- Posted October 17, 2017
- ByMatthew F. Fox
Reports of a recently discovered WiFi vulnerability have been all over the Internet. It’s nearly impossible to log in to Facebook or watch the news without hearing about the problem, and for a very good reason – all WiFi-enabled devices are at risk. Yes, ALL.
When we say all, we mean ALL. Your phone. Your laptop. Your iPad. Your home wireless router. Your Alexa. Your Phillips Hue light bulbs. Your home stereo and refrigerator with the fancy screen on the front. Your smart TV. Your Raspberry Pi Smart Mirror (what, you don’t have one of those? We do…and now we have to update it).
Give Credit Where Credit is Due
Matty Vanhoef, of the IMEC-DistriNet Research Group, discovered and publicly disclosed the vulnerability in the WPA2 protocol, which is used by nearly all modern protected WiFi networks. Thank you to these crusaders for finding this critical bug.
Have You Been Affected?
Probably not, at least, by THIS particular exploit. First, it requires the bad guy to be physically near your network (in range of your WiFi,) and the exploit hasn’t had enough time in the wild to be too widespread. Paranoid? First do the updates required (keep reading), then change passwords. Don’t change your passwords via a potentially exploited network, as that kind of defeats the purpose!
The Technical Stuff
The vulnerability, dubbed KRACK, allows an attacker within range of a wireless network to use key re-installation attacks to bypass WPA2 security and read information that was previously assumed to be encrypted, allowing them to steal sensitive data. From passwords and credit card numbers to personal information, it’s all at risk.
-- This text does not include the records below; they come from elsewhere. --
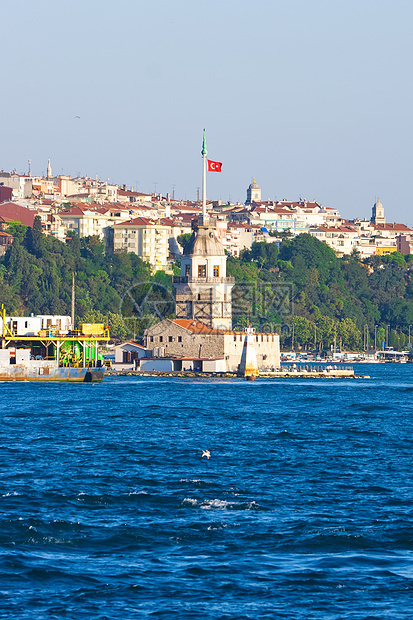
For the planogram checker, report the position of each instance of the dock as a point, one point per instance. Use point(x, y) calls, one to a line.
point(284, 373)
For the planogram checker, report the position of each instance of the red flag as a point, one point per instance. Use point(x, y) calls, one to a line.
point(214, 166)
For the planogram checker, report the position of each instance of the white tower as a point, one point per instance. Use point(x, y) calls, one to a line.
point(203, 290)
point(377, 213)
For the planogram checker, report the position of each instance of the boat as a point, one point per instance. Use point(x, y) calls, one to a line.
point(55, 352)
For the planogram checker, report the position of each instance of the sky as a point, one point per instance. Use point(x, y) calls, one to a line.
point(312, 98)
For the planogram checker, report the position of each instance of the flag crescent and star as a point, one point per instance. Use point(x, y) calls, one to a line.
point(214, 166)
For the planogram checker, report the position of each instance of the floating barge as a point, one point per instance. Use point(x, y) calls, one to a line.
point(50, 354)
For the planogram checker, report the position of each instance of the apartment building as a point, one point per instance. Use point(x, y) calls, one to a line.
point(146, 238)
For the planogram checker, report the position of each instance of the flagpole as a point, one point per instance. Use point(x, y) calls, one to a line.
point(204, 154)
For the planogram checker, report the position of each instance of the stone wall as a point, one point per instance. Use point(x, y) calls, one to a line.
point(267, 347)
point(172, 340)
point(180, 342)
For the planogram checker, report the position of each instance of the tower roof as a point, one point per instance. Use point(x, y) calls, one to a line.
point(204, 243)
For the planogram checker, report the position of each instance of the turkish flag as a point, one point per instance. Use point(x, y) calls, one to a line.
point(214, 166)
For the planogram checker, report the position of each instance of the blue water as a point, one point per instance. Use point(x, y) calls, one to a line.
point(303, 511)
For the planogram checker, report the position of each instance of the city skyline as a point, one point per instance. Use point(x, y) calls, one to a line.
point(311, 99)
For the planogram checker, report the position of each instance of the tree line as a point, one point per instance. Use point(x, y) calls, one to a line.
point(300, 288)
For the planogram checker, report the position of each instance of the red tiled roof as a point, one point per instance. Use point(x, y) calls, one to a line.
point(15, 213)
point(395, 227)
point(196, 327)
point(138, 221)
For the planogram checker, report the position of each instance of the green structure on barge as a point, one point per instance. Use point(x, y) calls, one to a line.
point(50, 353)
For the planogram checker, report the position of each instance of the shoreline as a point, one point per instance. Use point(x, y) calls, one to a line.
point(279, 374)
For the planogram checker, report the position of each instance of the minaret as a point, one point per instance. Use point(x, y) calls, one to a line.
point(253, 193)
point(203, 290)
point(377, 213)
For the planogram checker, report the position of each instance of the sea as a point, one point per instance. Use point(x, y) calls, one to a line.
point(304, 509)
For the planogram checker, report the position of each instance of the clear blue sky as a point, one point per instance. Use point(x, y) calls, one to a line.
point(311, 97)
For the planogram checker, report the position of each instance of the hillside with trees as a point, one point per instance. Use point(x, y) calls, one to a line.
point(302, 290)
It’s the Protocol, Not Your Device
The weaknesses exploited by the vulnerability are a part of the WiFi standard, and not individual devices.
Many companies, including Microsoft, have already started to release software updates to fix the problem. Microsoft says that the Windows updates released on October 10th protect customers against the vulnerability, and “withheld disclosure until other vendors could develop and release updates.”
With the scope of the vulnerability understood, there are several ways to protect yourself online.
The good news is that all of your devices can be updated to protect you from the vulnerability. All devices – desktops, laptops, tablets, mobile phones, etc. should be updated with the latest available security patches. For more information, visit the manufacturer websites of devices you own.
Ultimately, all wireless devices need to be patched against KRACK, and your computer and mobile devices aren’t the only ones to keep in mind.
If you have IoT devices, you’ll need to consider which pose a serious risk if their traffic is intercepted. Devices, particularly security-based ones like wireless cameras or doorbells, must be reviewed immediately – unless you don’t mind someone snooping on you while you make dinner.
Don’t Forget Your Router
Unlike your laptop and mobile phone, your router isn’t a device that you interact with, directly, on a daily basis. As with your other devices, visiting your router’s manufacturer’s website will provide with you with information and software updates to protect you. If your router was supplied by your ISP, call their support desk for more information. If they don’t have an answer, keep asking questions – or consider using an ISP that makes your security a priority.
Use an Ethernet Cable Instead of WiFi
If you haven’t yet updated your wireless router, then we recommend using a network cable whenever possible. Disable WiFi on the router and your computer, and be confident that all traffic is flowing over that secure Ethernet cable. Sure, this may seem like an inconvenience, but it’s much less of a headache than having your personal information stolen, right?
Switch to Cellular Data on Your Mobile Phone
Since mobile phones and other, similar, devices do not have Ethernet ports, consider using cellular data on your phone until your devices have been patched. While this may not be an ideal solution, it will help prevent others from snooping in on your traffic.
HTTPS is Your Friend
This vulnerability exploits an ability to view unencrypted traffic. If a website offers encrypted access via HTTPS, use it. It can be a pain to remember to do this, so the folks over at the Electronic Frontier Foundation did the Internet a solid by releasing HTTPS Everywhere – a browser extension that automatically tells your browser to use HTTPS wherever possible. The extension is available for Google Chrome, Firefox and Opera. (Sorry IE/Edge/Safari folks).
Be Proactive, KRACK is Whack
You now have several ways to defend yourself, and your personal information, against this recently discovered vulnerability. Of course, this is only one vulnerability and there are plenty more to come. In order to remain protected, be proactive and be sure to keep all of your devices up-to-date with the latest security updates. Sure it may be a pain to do, but a small investment in time now to ensure that you are keeping yourself protected will save a lot of time, and anxiety, later.